花嫁お支度の最後の仕上げとして、子育ての仕上げとして、魔除けの紅を引く事は母から娘への愛情。

お母様も「なんだか緊張するわね。なんか込み上げて来ちゃう」と言いながら紅筆を動かしていらっしゃいました。

お庭で撮影した後は、室内へ戻って床の間の前で三三九度を。ご親戚の方に見守られながらなので、まるでご自宅での祝言をしているような感じです。

せっかくなので角かくしを付けたお写真の後に、日本髪が見えるように角かくしを外して撮影すると、ご親戚の方々も次々とスマホやカメラを構えて忙しそうでした。

もともとご新婦様は、祖父母のお二人に着物姿を見せたかったのですが、ご高齢のお二人に神前挙式に参列していただくのは体力的にも難しく、写真撮影なら仕上がる頃に連れてきてもらえれば、祖父母のお二人に負担も掛けることなく見てもらえると思ったそうです。

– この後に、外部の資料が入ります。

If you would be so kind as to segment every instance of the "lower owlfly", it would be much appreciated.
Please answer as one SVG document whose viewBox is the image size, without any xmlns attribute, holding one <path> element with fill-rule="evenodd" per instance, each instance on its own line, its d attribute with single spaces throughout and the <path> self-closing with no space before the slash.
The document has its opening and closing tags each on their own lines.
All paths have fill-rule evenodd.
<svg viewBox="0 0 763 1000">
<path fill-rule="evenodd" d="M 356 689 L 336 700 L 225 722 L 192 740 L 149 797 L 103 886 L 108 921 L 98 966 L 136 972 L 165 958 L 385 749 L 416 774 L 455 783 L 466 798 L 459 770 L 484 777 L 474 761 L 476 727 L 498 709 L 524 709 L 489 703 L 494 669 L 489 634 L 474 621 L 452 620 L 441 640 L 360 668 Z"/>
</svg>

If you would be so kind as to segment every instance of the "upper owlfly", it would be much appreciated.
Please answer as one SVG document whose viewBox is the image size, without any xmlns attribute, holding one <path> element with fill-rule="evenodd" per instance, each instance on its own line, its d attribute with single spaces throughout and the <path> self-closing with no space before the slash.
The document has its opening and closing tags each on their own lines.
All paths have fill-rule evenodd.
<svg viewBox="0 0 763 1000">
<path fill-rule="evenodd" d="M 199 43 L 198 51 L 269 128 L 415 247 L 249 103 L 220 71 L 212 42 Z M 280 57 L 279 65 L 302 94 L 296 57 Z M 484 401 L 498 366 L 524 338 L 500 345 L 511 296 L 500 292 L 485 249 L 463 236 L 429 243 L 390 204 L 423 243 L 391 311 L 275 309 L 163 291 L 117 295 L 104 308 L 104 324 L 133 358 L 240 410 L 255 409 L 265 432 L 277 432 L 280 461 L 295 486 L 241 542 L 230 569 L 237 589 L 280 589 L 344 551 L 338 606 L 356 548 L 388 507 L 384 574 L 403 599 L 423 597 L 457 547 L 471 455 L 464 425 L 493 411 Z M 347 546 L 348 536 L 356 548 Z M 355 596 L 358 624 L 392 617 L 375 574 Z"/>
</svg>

そして地毛の日本髪を結いたくでネットで探したけれど、角隠しがつけられる人がほとんどいなかったそうです。

花嫁様は打掛ではなく引き振袖を最初から考えていたので、そうなると角隠ししか付けられません。(色打掛と振袖は角隠しのみ。綿帽子は白無垢の時しか使えないのです)

そして角隠しは日本髪とかんざしに巻きつけるようにして付ける布なので、カツラのボリュームがないとバランスが取れません。

花嫁の日本髪を結う人は何人かいますが、だいたい町娘のような小ぶりに結い上げる人が多いので「角隠しは付けられません」と言われてしまうワケです。

でも私の結い上げる日本髪はカツラほどのボリュームを持って結い上げるので、綿帽子でも角隠しでもどちらも対応可能です。

「色々と探しましたけど、地毛の日本髪で角隠しが付けられるというのは、Suzuyoさんの他には長野の方しかいませんでしたよ」と花嫁様が教えてくれました。